Group 0, 1, 2, 3 and 4 copy mice: n = 5, 7, 8, 8 and 8 of age 12 weeks were used for the experiment. A. & B. Copy number of chromogranin A gene significantly elevates both plasma NE and E in 0, 1 and 4-copy mice (◆) compared to 2-copy mice (*). The student t-test analysis of NE levels, 2-copy vs. 0-copy p = 0.001, 2-copy vs. 1-copy p = 0.03, 2-copy vs. 3-copy p = .91, 2-copy vs. 4-copy p < .0001. Circulating E concentration 2-copy vs. 0-copy p = .0007, 2-copy vs. 1-copy p = 0.04, 2-copy vs. 3-copy p = 0.06, 2-copy vs. 4-copy p = 0.0005. C. Adrenals of 2-copy mice express the highest levels of E. Comparatively, 0 and 4-copy mice show depressed levels of E. 2-copy vs. 0-copy p = 0.006, 2-copy vs. 1-copy 0.03, 2 vs. 3-copy p = 0.014, 2-copy vs. 4-copy p=0.019. The NE levels do not vary significantly with chromogranin A gene dosage.

Figure 6. Environmental (cold) stress test BP responses in individuals with varying plasma CHGA

The change in BP was measured in individuals belonging to the 3 tertiles upon being subjected to systematic cold stress. The cold stress final SBP and DBP values were significantly higher in all three groups compared to basal level. However the tertile (II) had the smallest change in BP compared to both tertiles I and III, indicating that this group of individuals, has the least efferent sympathetic outflow. This biphasic response to CHGA protein dosage in humans mimics the BP response to chromogranin A gene dosage in mice.

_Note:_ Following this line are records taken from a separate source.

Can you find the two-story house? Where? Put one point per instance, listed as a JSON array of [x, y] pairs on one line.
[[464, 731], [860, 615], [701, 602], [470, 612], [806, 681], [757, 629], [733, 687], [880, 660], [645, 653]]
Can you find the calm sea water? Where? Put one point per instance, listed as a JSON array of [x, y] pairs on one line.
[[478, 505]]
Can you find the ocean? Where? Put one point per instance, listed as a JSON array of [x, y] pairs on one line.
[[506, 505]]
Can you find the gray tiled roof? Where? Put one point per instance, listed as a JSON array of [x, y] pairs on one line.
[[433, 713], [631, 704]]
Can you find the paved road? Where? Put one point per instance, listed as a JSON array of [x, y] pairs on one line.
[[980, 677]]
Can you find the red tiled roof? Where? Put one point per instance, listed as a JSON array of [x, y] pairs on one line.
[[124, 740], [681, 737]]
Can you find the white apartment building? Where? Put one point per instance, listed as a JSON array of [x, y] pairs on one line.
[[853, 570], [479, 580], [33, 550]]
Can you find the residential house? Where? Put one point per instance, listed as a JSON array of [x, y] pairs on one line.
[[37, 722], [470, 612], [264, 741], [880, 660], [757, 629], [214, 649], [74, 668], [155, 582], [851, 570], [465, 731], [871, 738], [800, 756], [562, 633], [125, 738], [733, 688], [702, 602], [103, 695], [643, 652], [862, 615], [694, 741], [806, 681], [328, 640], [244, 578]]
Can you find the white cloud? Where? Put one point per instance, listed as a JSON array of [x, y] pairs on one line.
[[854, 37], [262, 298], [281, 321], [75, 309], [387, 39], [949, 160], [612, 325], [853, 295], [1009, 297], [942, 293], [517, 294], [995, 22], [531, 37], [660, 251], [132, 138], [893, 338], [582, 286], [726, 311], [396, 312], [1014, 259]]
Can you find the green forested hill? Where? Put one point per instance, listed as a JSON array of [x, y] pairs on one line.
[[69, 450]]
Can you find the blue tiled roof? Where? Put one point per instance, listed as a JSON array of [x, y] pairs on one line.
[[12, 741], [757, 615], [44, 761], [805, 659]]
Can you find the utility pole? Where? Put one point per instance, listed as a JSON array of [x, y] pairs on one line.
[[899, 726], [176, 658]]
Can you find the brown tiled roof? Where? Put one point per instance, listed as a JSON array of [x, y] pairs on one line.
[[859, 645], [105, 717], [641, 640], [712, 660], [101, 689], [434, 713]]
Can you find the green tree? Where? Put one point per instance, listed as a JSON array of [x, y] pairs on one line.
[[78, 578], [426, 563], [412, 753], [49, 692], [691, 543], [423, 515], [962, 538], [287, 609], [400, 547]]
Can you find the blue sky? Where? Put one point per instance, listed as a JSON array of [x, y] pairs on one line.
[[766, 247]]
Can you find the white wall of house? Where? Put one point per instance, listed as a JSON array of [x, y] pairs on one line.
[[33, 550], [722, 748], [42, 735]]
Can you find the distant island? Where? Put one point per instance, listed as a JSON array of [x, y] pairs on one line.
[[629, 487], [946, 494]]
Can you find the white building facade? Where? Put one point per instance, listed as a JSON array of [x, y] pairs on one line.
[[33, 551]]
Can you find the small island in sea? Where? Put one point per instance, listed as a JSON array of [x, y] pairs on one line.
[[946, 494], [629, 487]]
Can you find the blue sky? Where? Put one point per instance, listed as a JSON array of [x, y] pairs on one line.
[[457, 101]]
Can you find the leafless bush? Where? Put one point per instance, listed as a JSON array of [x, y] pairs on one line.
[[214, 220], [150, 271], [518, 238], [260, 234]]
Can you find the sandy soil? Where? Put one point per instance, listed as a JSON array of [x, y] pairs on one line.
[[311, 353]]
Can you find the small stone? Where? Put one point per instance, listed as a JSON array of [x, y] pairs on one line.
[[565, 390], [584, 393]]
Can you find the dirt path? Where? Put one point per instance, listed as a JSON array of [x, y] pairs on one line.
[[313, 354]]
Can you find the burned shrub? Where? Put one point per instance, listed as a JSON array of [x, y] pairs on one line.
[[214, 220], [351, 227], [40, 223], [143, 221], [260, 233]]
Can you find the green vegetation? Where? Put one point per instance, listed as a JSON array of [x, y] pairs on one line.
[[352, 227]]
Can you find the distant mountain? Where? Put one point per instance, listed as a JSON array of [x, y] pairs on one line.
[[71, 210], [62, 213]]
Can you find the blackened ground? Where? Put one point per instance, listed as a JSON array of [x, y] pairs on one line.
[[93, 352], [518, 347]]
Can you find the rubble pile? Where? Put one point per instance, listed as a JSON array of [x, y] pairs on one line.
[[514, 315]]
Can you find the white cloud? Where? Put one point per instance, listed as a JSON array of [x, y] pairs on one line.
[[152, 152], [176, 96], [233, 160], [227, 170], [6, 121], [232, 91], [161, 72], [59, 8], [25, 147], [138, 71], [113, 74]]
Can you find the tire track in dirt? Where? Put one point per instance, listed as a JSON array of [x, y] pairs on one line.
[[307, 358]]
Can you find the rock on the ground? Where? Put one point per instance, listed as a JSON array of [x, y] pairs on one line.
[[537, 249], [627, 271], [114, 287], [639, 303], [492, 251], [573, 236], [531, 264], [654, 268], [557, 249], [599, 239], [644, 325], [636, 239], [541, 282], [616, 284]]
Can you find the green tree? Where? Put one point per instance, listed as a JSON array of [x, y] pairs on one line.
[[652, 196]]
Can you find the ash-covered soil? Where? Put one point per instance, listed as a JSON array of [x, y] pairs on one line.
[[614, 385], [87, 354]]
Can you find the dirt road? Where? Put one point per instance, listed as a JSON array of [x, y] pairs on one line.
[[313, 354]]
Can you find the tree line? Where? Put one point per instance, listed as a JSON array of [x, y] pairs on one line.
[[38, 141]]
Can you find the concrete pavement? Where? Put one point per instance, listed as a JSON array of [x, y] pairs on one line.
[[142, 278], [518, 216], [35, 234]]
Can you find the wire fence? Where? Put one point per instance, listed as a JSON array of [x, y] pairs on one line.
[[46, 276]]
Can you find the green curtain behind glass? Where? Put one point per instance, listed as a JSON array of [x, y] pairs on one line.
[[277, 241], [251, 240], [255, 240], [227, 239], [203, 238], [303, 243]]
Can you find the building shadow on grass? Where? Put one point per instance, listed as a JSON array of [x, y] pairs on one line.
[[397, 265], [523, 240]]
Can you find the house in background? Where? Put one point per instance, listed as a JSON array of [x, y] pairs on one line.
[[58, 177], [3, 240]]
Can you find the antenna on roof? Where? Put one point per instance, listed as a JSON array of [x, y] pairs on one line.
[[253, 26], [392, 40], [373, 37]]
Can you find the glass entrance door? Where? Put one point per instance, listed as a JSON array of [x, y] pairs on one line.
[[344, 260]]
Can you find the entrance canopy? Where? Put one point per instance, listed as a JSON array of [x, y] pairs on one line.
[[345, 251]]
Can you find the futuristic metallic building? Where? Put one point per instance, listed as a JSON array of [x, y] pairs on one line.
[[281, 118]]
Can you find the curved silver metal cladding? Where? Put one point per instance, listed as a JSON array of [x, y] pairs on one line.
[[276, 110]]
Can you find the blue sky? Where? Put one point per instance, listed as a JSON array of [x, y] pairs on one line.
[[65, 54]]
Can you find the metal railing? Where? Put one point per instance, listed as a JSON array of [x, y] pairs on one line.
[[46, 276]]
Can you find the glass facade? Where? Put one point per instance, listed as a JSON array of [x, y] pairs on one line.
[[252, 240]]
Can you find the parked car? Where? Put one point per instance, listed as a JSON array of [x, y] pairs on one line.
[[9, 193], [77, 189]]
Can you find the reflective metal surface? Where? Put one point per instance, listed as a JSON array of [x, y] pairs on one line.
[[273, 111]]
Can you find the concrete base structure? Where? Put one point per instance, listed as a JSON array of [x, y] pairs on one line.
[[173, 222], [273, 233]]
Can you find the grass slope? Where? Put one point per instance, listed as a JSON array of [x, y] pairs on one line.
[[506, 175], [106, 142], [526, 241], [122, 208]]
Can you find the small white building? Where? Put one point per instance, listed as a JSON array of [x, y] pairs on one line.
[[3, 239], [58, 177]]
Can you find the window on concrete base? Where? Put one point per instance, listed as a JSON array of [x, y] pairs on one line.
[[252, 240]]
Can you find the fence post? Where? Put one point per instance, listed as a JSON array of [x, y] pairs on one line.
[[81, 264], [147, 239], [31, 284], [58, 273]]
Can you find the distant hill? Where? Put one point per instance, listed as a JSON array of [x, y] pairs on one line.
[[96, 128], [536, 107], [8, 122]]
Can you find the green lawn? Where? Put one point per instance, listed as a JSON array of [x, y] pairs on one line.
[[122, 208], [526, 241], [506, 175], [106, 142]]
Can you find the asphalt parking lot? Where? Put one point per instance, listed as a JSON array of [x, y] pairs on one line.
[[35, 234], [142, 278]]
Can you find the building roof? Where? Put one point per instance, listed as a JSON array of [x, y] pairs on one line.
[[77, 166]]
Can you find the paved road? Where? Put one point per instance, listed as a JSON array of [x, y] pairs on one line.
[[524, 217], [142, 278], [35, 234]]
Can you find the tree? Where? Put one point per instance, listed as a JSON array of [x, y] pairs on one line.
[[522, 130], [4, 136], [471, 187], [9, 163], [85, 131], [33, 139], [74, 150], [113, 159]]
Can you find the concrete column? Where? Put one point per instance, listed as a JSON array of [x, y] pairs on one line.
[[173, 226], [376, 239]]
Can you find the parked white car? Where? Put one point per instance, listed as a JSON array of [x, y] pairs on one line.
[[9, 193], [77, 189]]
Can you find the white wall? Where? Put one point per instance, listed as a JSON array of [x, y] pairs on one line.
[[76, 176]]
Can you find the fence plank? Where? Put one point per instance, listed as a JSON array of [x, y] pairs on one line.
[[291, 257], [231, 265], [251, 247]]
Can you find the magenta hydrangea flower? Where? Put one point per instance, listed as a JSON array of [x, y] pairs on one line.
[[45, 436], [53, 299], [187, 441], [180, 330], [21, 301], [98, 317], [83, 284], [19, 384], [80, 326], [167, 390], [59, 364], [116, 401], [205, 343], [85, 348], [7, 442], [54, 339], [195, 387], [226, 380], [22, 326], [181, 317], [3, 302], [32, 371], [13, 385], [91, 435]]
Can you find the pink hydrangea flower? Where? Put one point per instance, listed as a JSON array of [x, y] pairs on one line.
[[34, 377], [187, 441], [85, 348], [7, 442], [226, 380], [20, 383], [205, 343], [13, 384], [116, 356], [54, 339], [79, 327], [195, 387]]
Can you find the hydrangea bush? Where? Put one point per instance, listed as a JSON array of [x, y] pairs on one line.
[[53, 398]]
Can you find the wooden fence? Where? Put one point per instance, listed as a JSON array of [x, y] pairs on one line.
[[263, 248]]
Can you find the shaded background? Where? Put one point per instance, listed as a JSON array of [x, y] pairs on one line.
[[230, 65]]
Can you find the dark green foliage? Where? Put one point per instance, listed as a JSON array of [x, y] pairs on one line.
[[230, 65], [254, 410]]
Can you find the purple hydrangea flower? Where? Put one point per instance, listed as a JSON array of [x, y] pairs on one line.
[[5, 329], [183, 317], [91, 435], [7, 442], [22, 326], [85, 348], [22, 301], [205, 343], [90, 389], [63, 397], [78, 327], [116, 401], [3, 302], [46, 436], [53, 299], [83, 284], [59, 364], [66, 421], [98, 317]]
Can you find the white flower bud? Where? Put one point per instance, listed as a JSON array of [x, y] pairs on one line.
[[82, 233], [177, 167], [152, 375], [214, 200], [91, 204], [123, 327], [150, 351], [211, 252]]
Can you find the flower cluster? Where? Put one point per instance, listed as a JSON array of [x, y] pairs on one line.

Figure 7. Chromogranin A levels in plasma of human subjects

The plasma CHGA precursor was accessed using radioimmunoassay based on the large fragment CHGA116-439. Processing to the catestatin fragment (human CHGA352-372) was assayed by a synthetic peptide epitope corresponding to CHGA amino acids 361-372. A. A linear increase in the precursor CHGA116-439 is seen in the 3 tertiles as expected based on the stratification. B. Catestatin, the nicotinic-cholinergic antagonist peptide derived by processing full-length CHGA was assayed in the plasma of these individuals, surprisingly the least catestatin is observed in tertile III individuals that have the most precursor. C. Ratio of catestatin: full-length CHGA again indicates least efficient processing of CHGA to catestatin in tertile III individuals.